Mickey grinned. “He’s an old ex-Navy guy, and his burgers are so good that everybody puts up with his Ohio State origins.”
“I don’t think I can eat anything.” My stomach was tied in six different kinds of knots.
“Well, let’s at least get you some ice for your face and some Tylenol, and then see how you feel,” he said.
He unbuckled his seat belt and then leaned across to unfasten mine, and his breath feathered across my cheek and made me shiver. He stilled, and then he moved back and stared into my eyes.
“I won’t let anybody hurt you again, but I can’t stay away from you, Victoria. Please don’t ask me to,” he whispered, and then he kissed me, a gentle caress of his lips on mine, and I shivered again as an almost too-powerful sensation raced through me.
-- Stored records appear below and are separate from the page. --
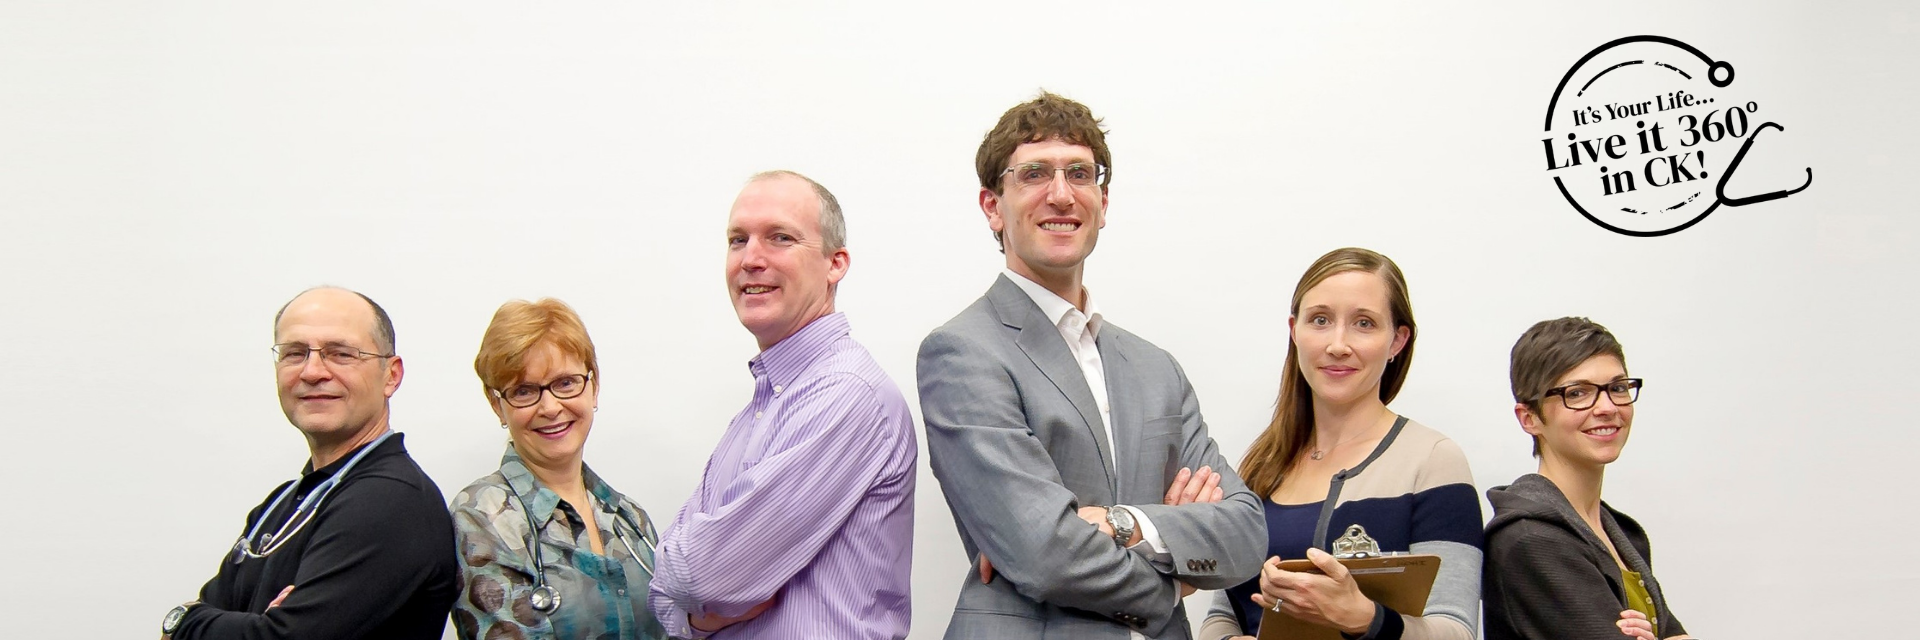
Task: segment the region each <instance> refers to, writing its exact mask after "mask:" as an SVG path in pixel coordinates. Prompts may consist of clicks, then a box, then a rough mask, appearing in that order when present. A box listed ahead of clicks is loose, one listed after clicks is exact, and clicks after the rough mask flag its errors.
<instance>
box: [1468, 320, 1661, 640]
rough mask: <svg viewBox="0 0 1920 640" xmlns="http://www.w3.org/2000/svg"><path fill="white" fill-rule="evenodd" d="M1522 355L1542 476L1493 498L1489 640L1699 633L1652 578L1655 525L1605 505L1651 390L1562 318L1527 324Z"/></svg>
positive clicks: (1487, 529) (1582, 638) (1619, 349)
mask: <svg viewBox="0 0 1920 640" xmlns="http://www.w3.org/2000/svg"><path fill="white" fill-rule="evenodd" d="M1511 357H1513V359H1511V367H1509V379H1511V386H1513V415H1515V417H1517V419H1519V423H1521V431H1526V434H1530V436H1532V438H1534V455H1536V457H1540V473H1528V475H1524V477H1521V479H1519V480H1513V484H1509V486H1496V488H1490V490H1488V492H1486V498H1488V500H1490V502H1492V504H1494V519H1492V521H1490V523H1488V525H1486V575H1484V586H1482V594H1484V598H1486V640H1521V638H1528V640H1546V638H1553V640H1567V638H1574V640H1584V638H1594V640H1603V638H1620V636H1628V638H1638V640H1659V638H1692V636H1688V634H1686V628H1684V627H1680V621H1678V619H1674V615H1672V611H1668V609H1667V598H1665V594H1661V584H1659V580H1655V578H1653V555H1651V548H1649V546H1647V532H1645V529H1640V523H1634V519H1630V517H1626V513H1620V511H1615V509H1613V507H1611V505H1607V504H1605V502H1601V500H1599V488H1601V479H1603V477H1605V473H1607V465H1609V463H1613V461H1615V459H1619V457H1620V450H1624V448H1626V436H1628V432H1632V427H1634V400H1638V398H1640V386H1642V381H1640V379H1634V377H1628V375H1626V352H1624V350H1622V348H1620V342H1619V340H1615V338H1613V334H1611V332H1607V327H1601V325H1597V323H1594V321H1590V319H1584V317H1561V319H1551V321H1542V323H1538V325H1534V327H1532V329H1528V331H1526V334H1523V336H1521V340H1519V342H1517V344H1513V354H1511Z"/></svg>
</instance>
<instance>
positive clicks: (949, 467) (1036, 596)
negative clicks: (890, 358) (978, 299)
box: [918, 332, 1179, 628]
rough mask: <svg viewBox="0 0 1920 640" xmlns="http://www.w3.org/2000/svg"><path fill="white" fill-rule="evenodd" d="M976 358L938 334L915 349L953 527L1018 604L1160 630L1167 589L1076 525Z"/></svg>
mask: <svg viewBox="0 0 1920 640" xmlns="http://www.w3.org/2000/svg"><path fill="white" fill-rule="evenodd" d="M983 352H985V348H981V346H973V344H968V342H966V340H964V338H958V336H952V334H943V332H935V334H933V336H927V340H925V342H924V344H922V346H920V367H918V369H920V375H918V379H920V409H922V417H924V421H925V425H927V457H929V461H931V467H933V475H935V477H937V479H939V480H941V488H943V490H945V494H947V504H948V505H950V507H952V511H954V517H956V519H960V523H962V527H964V529H966V532H968V536H970V538H972V542H973V544H975V546H977V552H979V554H983V555H985V557H989V559H991V561H993V563H995V569H996V571H998V575H1000V577H1002V578H1006V580H1010V582H1012V584H1014V588H1016V590H1018V592H1020V594H1021V596H1027V598H1031V600H1035V602H1046V603H1054V605H1060V607H1073V609H1085V611H1092V613H1098V615H1114V613H1129V615H1137V617H1140V619H1144V621H1146V625H1144V628H1162V627H1164V625H1165V623H1167V621H1171V617H1173V603H1177V598H1179V594H1177V590H1175V584H1173V580H1171V578H1167V577H1164V575H1160V573H1158V571H1156V569H1154V567H1152V563H1150V561H1148V559H1146V557H1142V555H1140V554H1131V552H1127V550H1123V548H1119V546H1117V544H1114V540H1112V538H1108V536H1104V534H1100V529H1098V527H1094V525H1089V523H1087V521H1085V519H1081V515H1079V507H1081V504H1079V500H1077V498H1075V496H1073V492H1071V490H1068V488H1066V484H1064V480H1062V479H1060V473H1058V469H1056V467H1054V461H1052V457H1050V455H1048V452H1046V448H1044V446H1043V444H1041V440H1039V438H1035V436H1033V432H1031V431H1029V429H1027V417H1025V411H1023V409H1021V404H1020V396H1018V390H1016V386H1014V381H1012V377H1010V373H1008V371H1006V369H1004V367H1002V365H998V363H993V361H991V359H989V357H981V356H979V354H983Z"/></svg>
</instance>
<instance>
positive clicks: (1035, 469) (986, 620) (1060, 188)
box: [920, 92, 1267, 640]
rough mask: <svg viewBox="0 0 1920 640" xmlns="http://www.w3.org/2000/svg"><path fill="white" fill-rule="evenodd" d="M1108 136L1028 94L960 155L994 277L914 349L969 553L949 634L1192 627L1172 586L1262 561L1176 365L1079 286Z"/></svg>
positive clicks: (1256, 533)
mask: <svg viewBox="0 0 1920 640" xmlns="http://www.w3.org/2000/svg"><path fill="white" fill-rule="evenodd" d="M1104 136H1106V135H1104V131H1100V121H1098V119H1094V117H1092V111H1091V110H1087V106H1083V104H1077V102H1073V100H1066V98H1060V96H1056V94H1046V92H1043V94H1041V96H1039V98H1035V100H1033V102H1025V104H1020V106H1016V108H1012V110H1008V111H1006V115H1002V117H1000V123H998V125H995V129H993V131H989V133H987V138H985V140H983V142H981V146H979V154H977V156H975V167H977V171H979V185H981V190H979V208H981V211H985V213H987V225H989V227H991V229H993V236H995V240H996V242H998V244H1000V252H1004V254H1006V271H1002V275H1000V277H998V279H996V281H995V283H993V286H991V288H989V290H987V294H985V296H981V298H979V300H977V302H973V304H972V306H968V308H966V311H960V315H956V317H954V319H952V321H948V323H947V325H945V327H941V329H937V331H933V334H929V336H927V338H925V342H922V344H920V409H922V417H924V421H925V425H927V455H929V459H931V465H933V475H935V477H937V479H939V480H941V490H943V492H945V494H947V505H948V507H950V509H952V511H954V523H956V525H958V527H960V542H962V544H964V546H966V552H968V555H970V557H972V559H975V561H977V565H975V571H977V575H975V573H970V575H968V578H966V584H964V586H962V588H960V602H958V603H954V615H952V621H950V623H948V627H947V638H996V640H998V638H1116V640H1117V638H1190V628H1188V625H1187V613H1185V607H1183V605H1181V598H1183V596H1185V594H1187V592H1190V590H1192V588H1227V586H1233V584H1238V582H1244V580H1248V578H1252V577H1254V575H1258V573H1260V563H1261V561H1263V559H1265V546H1267V527H1265V515H1263V513H1261V507H1260V500H1258V498H1256V496H1254V494H1252V492H1248V490H1246V484H1242V482H1240V477H1238V475H1235V473H1233V467H1229V463H1227V459H1223V457H1221V455H1219V450H1217V448H1215V446H1213V440H1212V438H1210V436H1208V431H1206V421H1202V419H1200V402H1198V400H1196V398H1194V390H1192V386H1190V384H1188V382H1187V375H1185V373H1181V367H1179V363H1175V361H1173V357H1171V356H1167V352H1162V350H1160V348H1156V346H1154V344H1150V342H1146V340H1142V338H1139V336H1135V334H1129V332H1125V331H1121V329H1119V327H1114V325H1110V323H1106V319H1104V317H1102V315H1100V311H1098V308H1094V304H1092V298H1091V296H1089V294H1087V288H1085V286H1081V275H1083V269H1085V259H1087V256H1089V254H1092V246H1094V240H1096V238H1098V234H1100V227H1104V225H1106V198H1108V194H1106V167H1108V165H1110V156H1108V150H1106V140H1104ZM1194 469H1198V471H1194ZM1215 469H1217V471H1215Z"/></svg>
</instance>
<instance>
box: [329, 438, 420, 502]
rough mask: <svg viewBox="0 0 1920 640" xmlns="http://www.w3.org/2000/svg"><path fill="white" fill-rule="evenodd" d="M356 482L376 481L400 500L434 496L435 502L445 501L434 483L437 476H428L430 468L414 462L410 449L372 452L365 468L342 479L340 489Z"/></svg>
mask: <svg viewBox="0 0 1920 640" xmlns="http://www.w3.org/2000/svg"><path fill="white" fill-rule="evenodd" d="M355 484H376V486H380V488H378V492H384V494H388V498H390V500H396V502H419V500H422V498H430V502H432V504H436V505H440V500H442V498H440V496H442V494H440V484H434V479H430V477H426V471H424V469H420V465H419V463H417V461H413V454H407V450H399V452H397V454H392V455H378V457H374V455H369V457H367V461H365V467H361V469H351V477H349V479H346V480H342V482H340V490H342V492H346V490H348V488H349V486H355ZM396 484H397V486H396ZM397 488H403V490H397Z"/></svg>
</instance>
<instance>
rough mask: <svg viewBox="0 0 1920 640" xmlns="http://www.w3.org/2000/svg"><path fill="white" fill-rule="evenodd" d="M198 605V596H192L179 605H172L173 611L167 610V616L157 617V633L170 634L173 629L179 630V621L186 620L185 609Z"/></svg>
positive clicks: (172, 633) (168, 634) (198, 602)
mask: <svg viewBox="0 0 1920 640" xmlns="http://www.w3.org/2000/svg"><path fill="white" fill-rule="evenodd" d="M198 605H200V598H194V600H188V602H186V603H182V605H179V607H173V611H167V617H163V619H159V634H163V636H171V634H173V632H175V630H180V621H186V611H190V609H192V607H198Z"/></svg>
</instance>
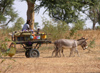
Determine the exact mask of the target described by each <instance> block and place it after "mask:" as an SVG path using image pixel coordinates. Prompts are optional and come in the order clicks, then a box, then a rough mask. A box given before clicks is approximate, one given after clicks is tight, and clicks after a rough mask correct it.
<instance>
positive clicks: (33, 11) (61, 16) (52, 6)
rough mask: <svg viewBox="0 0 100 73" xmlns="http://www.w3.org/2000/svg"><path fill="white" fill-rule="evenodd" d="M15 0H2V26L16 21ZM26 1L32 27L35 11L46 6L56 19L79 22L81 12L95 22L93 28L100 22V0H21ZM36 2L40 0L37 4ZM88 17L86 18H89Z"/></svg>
mask: <svg viewBox="0 0 100 73" xmlns="http://www.w3.org/2000/svg"><path fill="white" fill-rule="evenodd" d="M14 1H15V0H0V27H2V26H7V25H8V24H9V23H10V22H14V20H15V19H16V18H17V16H18V13H17V11H14V8H13V6H12V5H13V4H14ZM20 1H26V2H27V6H28V10H27V20H28V19H31V20H32V24H31V25H30V27H31V29H33V28H34V13H35V12H36V13H38V12H40V8H41V7H44V8H45V11H44V13H45V12H46V11H48V13H49V16H50V17H51V18H53V19H55V20H56V21H58V20H61V21H64V22H66V23H67V24H68V23H73V22H77V21H78V20H79V19H80V14H81V12H82V13H84V14H86V15H87V19H90V20H91V21H92V22H93V29H95V25H96V23H98V24H100V21H99V19H100V0H20ZM36 2H39V4H38V5H37V4H36ZM87 19H86V20H87Z"/></svg>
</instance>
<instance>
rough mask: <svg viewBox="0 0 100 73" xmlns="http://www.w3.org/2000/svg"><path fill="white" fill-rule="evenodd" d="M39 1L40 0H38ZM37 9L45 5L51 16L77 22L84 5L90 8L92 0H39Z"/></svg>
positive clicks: (72, 21) (51, 16)
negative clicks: (39, 1)
mask: <svg viewBox="0 0 100 73" xmlns="http://www.w3.org/2000/svg"><path fill="white" fill-rule="evenodd" d="M37 1H38V0H37ZM39 1H40V5H37V7H36V9H35V10H36V11H39V10H40V8H41V7H44V8H45V9H46V11H48V12H49V16H50V17H52V18H55V19H56V20H62V21H65V22H66V23H71V22H75V21H76V20H77V19H78V15H79V14H80V13H79V12H80V11H82V7H84V6H85V7H86V8H88V5H89V4H91V3H92V2H91V1H92V0H88V1H87V0H84V1H83V0H39Z"/></svg>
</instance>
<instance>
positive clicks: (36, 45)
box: [11, 32, 51, 58]
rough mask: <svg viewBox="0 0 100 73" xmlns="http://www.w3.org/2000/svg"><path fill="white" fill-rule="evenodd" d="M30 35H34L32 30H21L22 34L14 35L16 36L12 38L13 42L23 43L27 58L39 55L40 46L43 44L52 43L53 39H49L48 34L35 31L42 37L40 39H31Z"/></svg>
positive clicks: (31, 35) (14, 42) (11, 43)
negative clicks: (50, 39)
mask: <svg viewBox="0 0 100 73" xmlns="http://www.w3.org/2000/svg"><path fill="white" fill-rule="evenodd" d="M26 33H28V35H25V34H26ZM23 34H24V35H23ZM30 36H32V32H21V33H20V35H14V37H13V38H12V40H13V42H12V43H15V44H21V45H22V46H23V47H24V48H25V49H26V52H25V56H26V57H27V58H29V57H39V55H40V53H39V51H38V49H39V48H40V46H41V45H42V44H47V43H51V41H50V40H48V39H47V37H46V36H47V34H36V33H35V36H40V38H38V39H32V38H31V39H30ZM12 43H11V44H12Z"/></svg>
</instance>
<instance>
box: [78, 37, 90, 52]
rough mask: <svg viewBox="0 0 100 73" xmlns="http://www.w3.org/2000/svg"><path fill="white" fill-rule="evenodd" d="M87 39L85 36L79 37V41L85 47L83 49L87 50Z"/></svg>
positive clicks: (81, 46)
mask: <svg viewBox="0 0 100 73" xmlns="http://www.w3.org/2000/svg"><path fill="white" fill-rule="evenodd" d="M86 40H87V39H85V38H83V37H82V38H81V39H78V40H77V41H79V44H80V45H81V47H82V48H83V50H85V49H86V48H87V47H88V46H87V41H86Z"/></svg>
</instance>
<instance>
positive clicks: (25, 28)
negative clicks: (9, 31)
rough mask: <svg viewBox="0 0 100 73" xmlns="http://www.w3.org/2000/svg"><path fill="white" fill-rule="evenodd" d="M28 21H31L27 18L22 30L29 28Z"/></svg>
mask: <svg viewBox="0 0 100 73" xmlns="http://www.w3.org/2000/svg"><path fill="white" fill-rule="evenodd" d="M30 23H31V20H27V22H26V23H25V24H24V26H23V28H22V31H27V30H30V26H29V25H30Z"/></svg>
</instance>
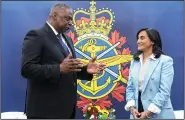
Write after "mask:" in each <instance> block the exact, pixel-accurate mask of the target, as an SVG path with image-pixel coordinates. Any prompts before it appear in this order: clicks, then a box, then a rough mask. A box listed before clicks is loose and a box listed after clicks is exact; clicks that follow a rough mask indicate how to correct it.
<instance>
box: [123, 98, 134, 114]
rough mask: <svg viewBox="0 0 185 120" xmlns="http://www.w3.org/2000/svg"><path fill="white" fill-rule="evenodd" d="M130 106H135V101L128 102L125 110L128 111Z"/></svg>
mask: <svg viewBox="0 0 185 120" xmlns="http://www.w3.org/2000/svg"><path fill="white" fill-rule="evenodd" d="M131 106H135V100H129V101H128V102H127V104H126V105H125V110H126V111H129V110H130V107H131Z"/></svg>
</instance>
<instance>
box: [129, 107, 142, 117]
mask: <svg viewBox="0 0 185 120" xmlns="http://www.w3.org/2000/svg"><path fill="white" fill-rule="evenodd" d="M130 112H131V113H132V115H133V116H134V119H138V118H139V117H140V116H141V114H140V113H139V112H138V111H137V109H135V108H134V107H130Z"/></svg>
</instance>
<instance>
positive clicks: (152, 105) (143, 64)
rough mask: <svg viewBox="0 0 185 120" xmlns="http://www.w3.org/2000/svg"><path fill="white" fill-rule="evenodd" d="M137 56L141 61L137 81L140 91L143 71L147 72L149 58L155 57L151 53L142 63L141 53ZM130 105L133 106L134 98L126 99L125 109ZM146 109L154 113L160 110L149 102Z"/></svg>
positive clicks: (141, 81)
mask: <svg viewBox="0 0 185 120" xmlns="http://www.w3.org/2000/svg"><path fill="white" fill-rule="evenodd" d="M139 58H140V59H139V60H140V63H141V67H140V71H139V81H138V83H139V91H142V87H143V86H142V85H143V81H144V76H145V73H146V72H147V69H148V66H149V64H150V61H151V60H156V58H155V56H154V55H153V54H152V55H151V56H150V57H149V58H148V59H146V61H145V63H143V54H140V55H139ZM131 106H135V100H130V101H128V102H127V104H126V105H125V109H126V110H127V111H128V110H129V108H130V107H131ZM148 110H149V111H151V112H153V113H156V114H159V113H160V112H161V110H160V108H159V107H157V106H156V105H155V104H153V103H151V104H150V105H149V107H148Z"/></svg>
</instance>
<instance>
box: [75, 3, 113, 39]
mask: <svg viewBox="0 0 185 120" xmlns="http://www.w3.org/2000/svg"><path fill="white" fill-rule="evenodd" d="M95 5H96V2H95V1H94V0H92V1H91V2H90V7H89V10H88V11H86V9H85V10H83V8H82V9H81V10H80V9H79V8H78V9H77V11H74V15H73V24H74V29H75V31H76V33H77V35H78V36H82V35H84V34H90V33H97V34H103V35H105V36H107V35H108V34H109V32H110V30H111V29H112V25H113V21H114V20H113V19H114V18H115V16H113V14H114V13H112V12H111V9H110V10H109V9H108V8H106V9H104V8H103V10H101V9H99V10H96V6H95ZM78 15H79V16H85V17H81V18H80V19H78V20H77V19H76V18H77V16H78ZM101 15H102V16H101ZM105 15H106V16H105ZM86 16H88V17H86Z"/></svg>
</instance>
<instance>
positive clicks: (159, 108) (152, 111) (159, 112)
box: [148, 103, 161, 114]
mask: <svg viewBox="0 0 185 120" xmlns="http://www.w3.org/2000/svg"><path fill="white" fill-rule="evenodd" d="M148 110H149V111H150V112H152V113H156V114H159V113H160V112H161V109H160V108H159V107H157V106H156V105H155V104H154V103H151V104H150V105H149V107H148Z"/></svg>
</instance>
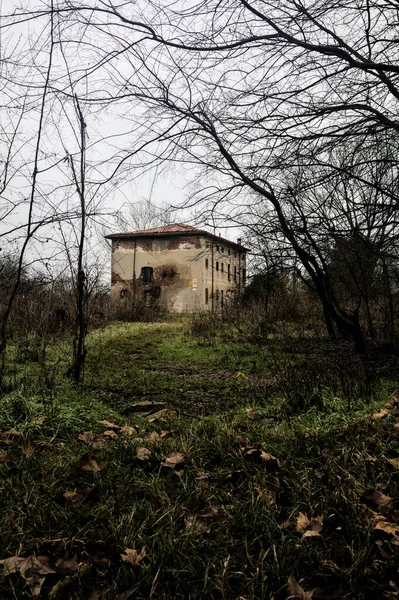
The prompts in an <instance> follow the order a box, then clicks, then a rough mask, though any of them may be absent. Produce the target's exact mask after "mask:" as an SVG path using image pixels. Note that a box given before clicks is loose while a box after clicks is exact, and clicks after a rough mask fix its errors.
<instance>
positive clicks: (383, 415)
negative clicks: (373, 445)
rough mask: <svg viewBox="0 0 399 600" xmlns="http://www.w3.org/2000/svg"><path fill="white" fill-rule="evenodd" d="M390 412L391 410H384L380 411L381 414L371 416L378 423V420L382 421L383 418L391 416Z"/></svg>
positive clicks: (373, 419)
mask: <svg viewBox="0 0 399 600" xmlns="http://www.w3.org/2000/svg"><path fill="white" fill-rule="evenodd" d="M390 412H391V411H390V410H389V408H383V409H382V410H380V412H378V413H374V414H372V415H370V416H371V418H372V419H373V420H374V421H377V420H378V419H382V418H383V417H386V416H387V415H389V413H390Z"/></svg>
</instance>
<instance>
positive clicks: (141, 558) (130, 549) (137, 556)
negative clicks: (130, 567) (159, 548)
mask: <svg viewBox="0 0 399 600" xmlns="http://www.w3.org/2000/svg"><path fill="white" fill-rule="evenodd" d="M146 556H147V552H146V549H145V546H144V547H143V548H142V549H141V550H140V552H138V551H137V550H135V549H134V548H125V550H124V552H123V553H122V554H121V558H122V560H123V561H125V562H127V563H129V564H130V565H131V566H132V567H138V566H139V564H140V563H141V561H142V560H143V559H144V558H145V557H146Z"/></svg>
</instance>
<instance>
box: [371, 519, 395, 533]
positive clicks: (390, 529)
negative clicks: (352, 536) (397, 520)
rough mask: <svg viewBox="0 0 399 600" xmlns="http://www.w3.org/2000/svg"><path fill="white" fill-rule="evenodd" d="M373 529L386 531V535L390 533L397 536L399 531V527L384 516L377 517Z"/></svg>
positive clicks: (375, 520)
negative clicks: (383, 516) (389, 520)
mask: <svg viewBox="0 0 399 600" xmlns="http://www.w3.org/2000/svg"><path fill="white" fill-rule="evenodd" d="M373 529H375V530H379V531H384V533H388V534H389V535H396V532H397V531H399V525H398V524H397V523H391V522H390V521H388V520H387V519H386V518H385V517H383V516H382V515H375V518H374V527H373Z"/></svg>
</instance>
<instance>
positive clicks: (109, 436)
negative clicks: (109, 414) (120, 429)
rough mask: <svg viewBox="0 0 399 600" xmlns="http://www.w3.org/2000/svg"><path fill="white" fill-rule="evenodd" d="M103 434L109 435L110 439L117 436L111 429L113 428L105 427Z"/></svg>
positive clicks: (116, 434)
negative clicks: (110, 428) (105, 428)
mask: <svg viewBox="0 0 399 600" xmlns="http://www.w3.org/2000/svg"><path fill="white" fill-rule="evenodd" d="M103 435H105V436H106V437H110V438H112V439H115V438H117V437H118V434H117V433H115V431H113V429H107V430H106V431H104V433H103Z"/></svg>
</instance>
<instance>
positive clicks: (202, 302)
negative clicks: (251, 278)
mask: <svg viewBox="0 0 399 600" xmlns="http://www.w3.org/2000/svg"><path fill="white" fill-rule="evenodd" d="M106 237H107V238H108V239H110V240H112V267H111V268H112V276H111V298H112V300H113V301H114V302H119V303H122V304H124V305H125V306H126V308H128V307H129V306H132V308H133V307H135V306H138V305H142V304H144V305H147V306H160V307H162V308H164V309H165V310H167V311H169V312H193V311H196V310H200V309H202V310H203V309H209V310H219V309H221V308H222V307H223V305H224V304H225V303H226V302H227V300H228V299H229V298H230V297H231V296H232V294H237V293H238V294H239V293H240V292H241V291H242V289H243V286H244V285H245V277H246V252H247V249H246V248H244V246H242V245H241V243H240V240H238V241H237V243H235V242H230V241H229V240H226V239H224V238H221V237H217V236H215V235H213V234H211V233H209V232H207V231H202V230H200V229H196V228H195V227H191V226H189V225H183V224H176V225H167V226H165V227H156V228H153V229H146V230H143V231H134V232H131V233H114V234H111V235H108V236H106Z"/></svg>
“I won’t,” I promised, and his beautiful blue eyes lit up with triumph, or joy, or simply intense satisfaction, and I had to force myself not to hurl myself into his arms right there in the truck, in a public parking lot, in broad daylight. It didn’t make sense, this fierce connection between us, but it was so intensely real that I didn’t even try to deny it.
“I—ice,” I finally stammered, and he grinned.
“Ice.”
Chapter 24
Mickey
Mr. Judson’s thick eyebrows came together when he saw me walk in. “Little early on a school day, isn’t it, Mick?”
“We got early dismissal, so I thought I’d bring Victoria by to try the best burgers in the state,” I told him.
She was hiding her cheek under the fall of her hair and staring at the floor, and I thought I’d wait till we got to the table to ask about ice so as not to attract any more attention than we already had.